I raze all cities and pillage nothing (any pillaging will cause your score to increase and your game to end prematurely while giving the enemy time to build troops) - never stop moving troops over 50% strength unless they get healed by a medic_3. Promote swordsmen shock and horse archers formation. GGeneral 2 swordsmen with the starting GG (spears cause most casualities and a couple shock swordsmen are a huge boost in the beginning). I like to raze 2 cities from orange then yellow IIRC then red (for the techs). I start by parking my camps on a hill to the west of starting location untill I get recon_tech by razing orange's capital + the city southeast of orange capital and move troops to yellow. Then I beeline camps (they have sat for 2-3 turns) to the hill+forest+plains 1w of a red city (Chang?) while razing 2 yellow cities. At that forest hill, camps sit and generate a few trebs. 2nd GG = Javalin_medic3_morale. Troops should never move less than maximum on any turn, except camps (which move once every few turns when a new target civ is selected and is sufficiently far away to warrent moving the camps), unit is healing with camps, or unit is (1-2) horsemen guarding the camps with javalins.

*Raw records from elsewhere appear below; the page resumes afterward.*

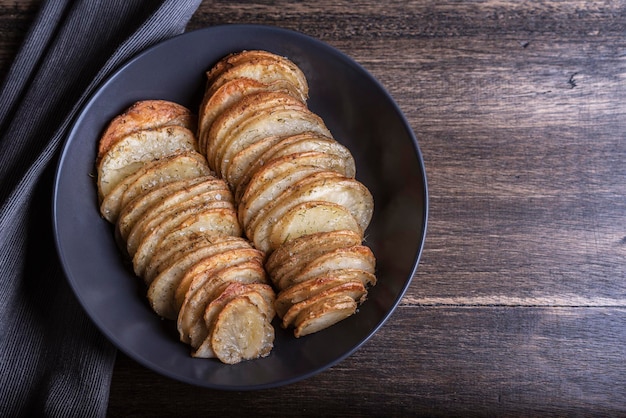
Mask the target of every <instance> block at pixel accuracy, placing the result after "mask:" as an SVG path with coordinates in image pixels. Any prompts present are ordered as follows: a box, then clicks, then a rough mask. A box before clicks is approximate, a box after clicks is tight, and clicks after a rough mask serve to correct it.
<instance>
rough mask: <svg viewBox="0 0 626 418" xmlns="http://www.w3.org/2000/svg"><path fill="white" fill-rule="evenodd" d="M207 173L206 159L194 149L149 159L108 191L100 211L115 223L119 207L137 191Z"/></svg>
mask: <svg viewBox="0 0 626 418" xmlns="http://www.w3.org/2000/svg"><path fill="white" fill-rule="evenodd" d="M210 174H211V170H210V169H209V165H208V164H207V162H206V160H205V159H204V157H203V156H202V155H201V154H199V153H198V152H196V151H187V152H182V153H180V154H175V155H171V156H168V157H164V158H162V159H160V160H154V161H151V162H149V163H146V165H144V166H143V167H142V168H141V169H139V170H138V171H137V172H136V173H134V174H132V175H130V176H128V177H126V178H125V179H124V180H122V181H121V182H120V183H119V184H118V185H117V186H116V187H115V188H114V189H113V190H111V192H110V193H109V194H108V195H107V196H106V197H105V198H104V200H103V201H102V204H101V205H100V213H101V214H102V216H103V217H104V218H105V219H106V220H108V221H109V222H111V223H115V222H116V221H117V217H118V216H119V213H120V211H121V210H122V208H123V207H124V206H125V205H126V204H128V202H130V201H131V200H132V199H134V198H135V197H137V196H139V195H140V194H144V193H147V192H148V191H149V190H151V189H153V188H155V187H157V186H159V185H161V184H164V183H169V182H173V181H176V180H183V179H188V178H195V177H203V176H208V175H210Z"/></svg>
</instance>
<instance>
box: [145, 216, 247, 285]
mask: <svg viewBox="0 0 626 418" xmlns="http://www.w3.org/2000/svg"><path fill="white" fill-rule="evenodd" d="M242 240H243V239H242V238H241V237H237V236H231V235H215V234H210V233H208V232H206V231H198V230H196V229H194V228H192V227H190V226H185V227H181V228H176V229H174V230H172V231H171V232H170V233H169V234H167V235H166V236H165V237H164V238H163V239H162V240H161V242H159V244H158V245H157V247H156V248H155V250H154V254H153V255H152V258H151V259H150V261H149V262H148V265H147V266H146V269H145V271H144V274H143V277H144V281H145V282H146V283H151V282H152V280H153V279H154V278H155V277H157V276H158V275H159V274H160V273H161V272H163V271H164V270H165V269H167V268H168V267H170V266H171V265H172V264H174V263H176V262H177V261H178V260H180V259H181V258H183V257H185V256H187V255H189V254H192V253H194V252H196V251H197V250H199V249H202V248H203V247H212V248H217V247H219V246H220V245H224V244H226V242H231V241H232V242H233V243H237V242H239V243H240V242H241V241H242ZM246 242H247V241H246ZM248 246H249V245H248Z"/></svg>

Save at this point in strategy:

http://forums.civfanatics.com/uploads/112297/Genghis_Khan_Temujin_AD-1218.CivWarlordsSave


To continue strategy:

3rd General = Javalin_drill_combat. Super_javalin and medic_javalin stays with the camps always (gets defensive bonuses).
4th General = Medic_3 Unit to travel with attack group.
5th+ General = Blitz

If I do 2 Blue cities, I go through India instead of racing west across the desert north of the mountains (which generates a ton of horsemen instead of trebs :( along the way). I don't seperate camps by more tiles than needed to diversify troops/generate trebs (sit in forrested hills mostly, maybe 1 nearby in flatland for swords). I can raze cities in the middle east or europe until my score gets too high and I win. Generally, you can either do all of the european or all of the middle eastern techs after getting the 3 basics (orange, yellow, red IIRC) from Asia. The only challange is # of techs/cool combinations attained before win. You can race directly to Arabia or Greece and get their techs 1st instead of the standard orange, yellow, red opening. You kinda need cannon tech from red before heading west though.
 
Donot serperate your forces or keep any cities. My first general was used to make a super medic with %25 healing.

First take the Xuan Zong cities that dont have walls to get Trebuchets.

Dont bother destoying entire civ in the beginning, focus on taking a civ 2 weakest cites to gain their technology.

After getting Treb tech I head south to get away from the Endless barbarian horse men.

Keeping cities seems to be more trouble than its worth. But i'm going to try and hold some to make chinese cannon.

Richard Rebelo, life long Civ fan

P.S. I have had a lot of fun exploring the mods in Warlords. Omens rocked, after I figured it out.